Light Levels Are More Important than Temperature for Plant Growth

As my dad used to say after December 21 every year, “the days are getting longer now, Donna”. For growing food, the length of day is important and greenhouses with less than 10 hours a day of sunlight means growth stops or at least slows down even if temperatures are kept artificially high. Yes, you may get a new leaf or two under low light conditions, but if you plan to eat spinach or kale or any other winter crop, the plants need to be at edible size before the sun levels are lower than 10 hours a day. In most northern gardens, the period between early to mid-October and early to mid-February are no-grow days for spinach even though it thrives with outside temperatures dipping as low as -11 F (-24 C).


Winter Dreaming Brings Success

According to Fortier, December is the perfect time to start thinking about winter gardening. Ordering seed, for instance, of cold-tolerant plants with shorter days to maturity is a perfect way to spend time in December. West Coast Seed lists Jade Spring Pac Choi at 30-50 days to maturity compared to Joi Choi at 55 days. Johnny’s Selected Seeds lists standard Arugula (survives 23 F or -5 C) including the Fortier suggested cultivars Astro and Esmee at 20 days to maturity.


Baby kale is seeded from mid-September indoors for a winter harvest between late October and late April while Evergreen Green Onions are the hardiest bunching onions, ready in 65 days.


A Nursery Area Means More Potential Plant 

Yes, a greenhouse is the perfect place to grow food but a small nursery (either within the greenhouse or under grow lights in your home) will let you raise plants with good roots while allowing fall harvested greenhouse crops like tomatoes to stay in the ground as long as possible before pulling them in the fall. Space Spinach started in a nursery 28 days before greenhouse planting is more uniform and higher yielding according to Fortier and Sylvestre. Starting other crops like kale in a nursery and planting them later in fall or early February also means a quicker winter harvest. 
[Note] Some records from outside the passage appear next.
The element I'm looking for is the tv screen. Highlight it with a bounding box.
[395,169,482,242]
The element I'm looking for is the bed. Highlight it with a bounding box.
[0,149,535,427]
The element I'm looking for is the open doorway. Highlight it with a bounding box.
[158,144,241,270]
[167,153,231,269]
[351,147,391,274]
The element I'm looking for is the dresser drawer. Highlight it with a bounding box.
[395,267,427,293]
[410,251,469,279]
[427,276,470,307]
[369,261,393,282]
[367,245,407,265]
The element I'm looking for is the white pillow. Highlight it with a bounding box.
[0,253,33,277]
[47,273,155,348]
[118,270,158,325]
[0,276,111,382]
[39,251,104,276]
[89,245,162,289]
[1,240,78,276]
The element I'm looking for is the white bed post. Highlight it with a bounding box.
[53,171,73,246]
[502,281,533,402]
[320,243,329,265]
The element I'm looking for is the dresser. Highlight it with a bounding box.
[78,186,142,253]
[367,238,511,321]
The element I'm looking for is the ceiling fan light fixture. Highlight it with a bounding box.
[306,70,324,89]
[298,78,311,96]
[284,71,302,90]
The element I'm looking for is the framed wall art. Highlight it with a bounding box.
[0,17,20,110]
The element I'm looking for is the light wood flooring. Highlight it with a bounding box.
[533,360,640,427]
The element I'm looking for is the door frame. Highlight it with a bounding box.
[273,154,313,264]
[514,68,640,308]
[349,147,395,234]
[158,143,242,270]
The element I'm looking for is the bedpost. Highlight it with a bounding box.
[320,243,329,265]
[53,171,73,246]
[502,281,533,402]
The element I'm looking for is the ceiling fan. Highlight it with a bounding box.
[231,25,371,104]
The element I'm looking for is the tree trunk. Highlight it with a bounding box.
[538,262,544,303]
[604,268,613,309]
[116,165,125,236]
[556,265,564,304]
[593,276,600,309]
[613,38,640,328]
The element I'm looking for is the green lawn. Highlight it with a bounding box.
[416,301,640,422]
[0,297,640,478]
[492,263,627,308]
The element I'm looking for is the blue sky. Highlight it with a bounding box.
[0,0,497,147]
Getting Started in a Winter Greenhouse

It is almost the new year and gardeners with a new greenhouse are probably visualizing all the great food they will be growing in the next few weeks. Hold your horses. Winter growing is a carefully orchestrated program. It is not as easy as buying young seedlings in January and plunging them into frosty soils without a plan in place.


Winter growing involves knowing what crops are cold hardy (over thirty crops including spinach and kale according to Fortier and Sylvestre.) Winter growing also involves knowing how to use your winter greenhouse to maximum effect (ie don’t grow summer, heat loving crops, like cucumbers in Winter unless you want to spend a fortune on heat and light.) 


And finally, winter greenhouse growing involves visualizing the length of time it will take to grow a winter crop compared to the same crop growing in a summer garden. Staggering or staging crops both in your “nursery” and in your greenhouse, will maximize production in any season, but especially in the winter.